Lo scorso 5 aprile, la Squadra Amministrativa della Divisione P.A.S.I. di Catania, nel corso dell’ordinaria attività di controllo espletata nel territorio del capoluogo etneo, effettuava un accertamento all’interno di un’associazione culturale sita sul lungomare catanese.

Immediatamente il personale di Polizia, attraverso la lettura dello statuto, suffragava i sospetti che l’esercizio fosse totalmente abusivo in quanto, sebbene la natura giuridica dovesse essere quella di un circolo privato, all’interno venivano trovati tre avventori presenti, di cui due privi della tessera di affiliazione e non registrati nell’apposito registro dei soci. Gli stessi erano intenti a giocare agli apparecchi elettronici da gioco, funzionanti come video-poker e slot-machine.

In totale venivano trovati 10 apparecchi del genere vietato, privi del prescritto nulla osta e non conformi alle caratteristiche previste dall’art.110 del Testo Unico delle Leggi di Pubblica Sicurezza.
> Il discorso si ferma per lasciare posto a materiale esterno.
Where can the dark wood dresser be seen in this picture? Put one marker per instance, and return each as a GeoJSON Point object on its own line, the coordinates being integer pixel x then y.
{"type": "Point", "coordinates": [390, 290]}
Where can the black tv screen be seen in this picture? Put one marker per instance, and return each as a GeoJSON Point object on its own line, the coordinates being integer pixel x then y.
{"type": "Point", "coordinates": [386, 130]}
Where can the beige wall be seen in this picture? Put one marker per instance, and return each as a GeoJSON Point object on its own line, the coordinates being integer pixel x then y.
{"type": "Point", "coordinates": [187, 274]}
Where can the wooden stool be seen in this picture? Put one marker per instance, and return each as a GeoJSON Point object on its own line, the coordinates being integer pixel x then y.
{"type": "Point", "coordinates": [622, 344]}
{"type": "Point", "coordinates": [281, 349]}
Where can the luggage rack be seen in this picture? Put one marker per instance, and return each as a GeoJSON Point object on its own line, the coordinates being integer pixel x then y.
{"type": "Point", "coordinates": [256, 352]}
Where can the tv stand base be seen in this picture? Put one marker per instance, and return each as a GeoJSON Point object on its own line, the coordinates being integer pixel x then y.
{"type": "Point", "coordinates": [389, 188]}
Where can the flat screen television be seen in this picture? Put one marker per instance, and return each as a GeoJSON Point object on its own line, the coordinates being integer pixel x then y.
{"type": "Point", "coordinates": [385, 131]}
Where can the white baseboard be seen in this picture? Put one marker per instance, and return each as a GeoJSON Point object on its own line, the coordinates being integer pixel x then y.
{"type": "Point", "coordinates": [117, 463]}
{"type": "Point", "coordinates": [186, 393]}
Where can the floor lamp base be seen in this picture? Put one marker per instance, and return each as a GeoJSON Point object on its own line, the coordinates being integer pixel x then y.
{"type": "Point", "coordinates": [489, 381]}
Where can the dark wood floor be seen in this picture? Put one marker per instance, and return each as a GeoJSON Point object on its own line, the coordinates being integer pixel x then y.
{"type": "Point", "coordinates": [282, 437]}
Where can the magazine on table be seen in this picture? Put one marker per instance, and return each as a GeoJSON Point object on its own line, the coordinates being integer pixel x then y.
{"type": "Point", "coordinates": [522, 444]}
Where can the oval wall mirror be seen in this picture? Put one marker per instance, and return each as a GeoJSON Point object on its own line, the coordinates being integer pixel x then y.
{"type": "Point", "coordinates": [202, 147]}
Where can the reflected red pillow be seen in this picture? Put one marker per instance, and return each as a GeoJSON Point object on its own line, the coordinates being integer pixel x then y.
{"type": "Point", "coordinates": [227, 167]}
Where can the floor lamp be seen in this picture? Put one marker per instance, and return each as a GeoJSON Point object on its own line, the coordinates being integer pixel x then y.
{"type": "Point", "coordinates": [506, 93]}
Pertanto, il presidente del club veniva sanzionato per un importo complessivo di verbali ammontanti alla somma di euro 111.000,00, oltre al sequestro amministrativo degli apparecchi elettronici da gioco sopra indicati.

Sono in corso ulteriori accertamenti intesi ad analizzare l’effettivo possesso della tabella dei giochi proibiti predisposta e approvata dal Questore di Catania.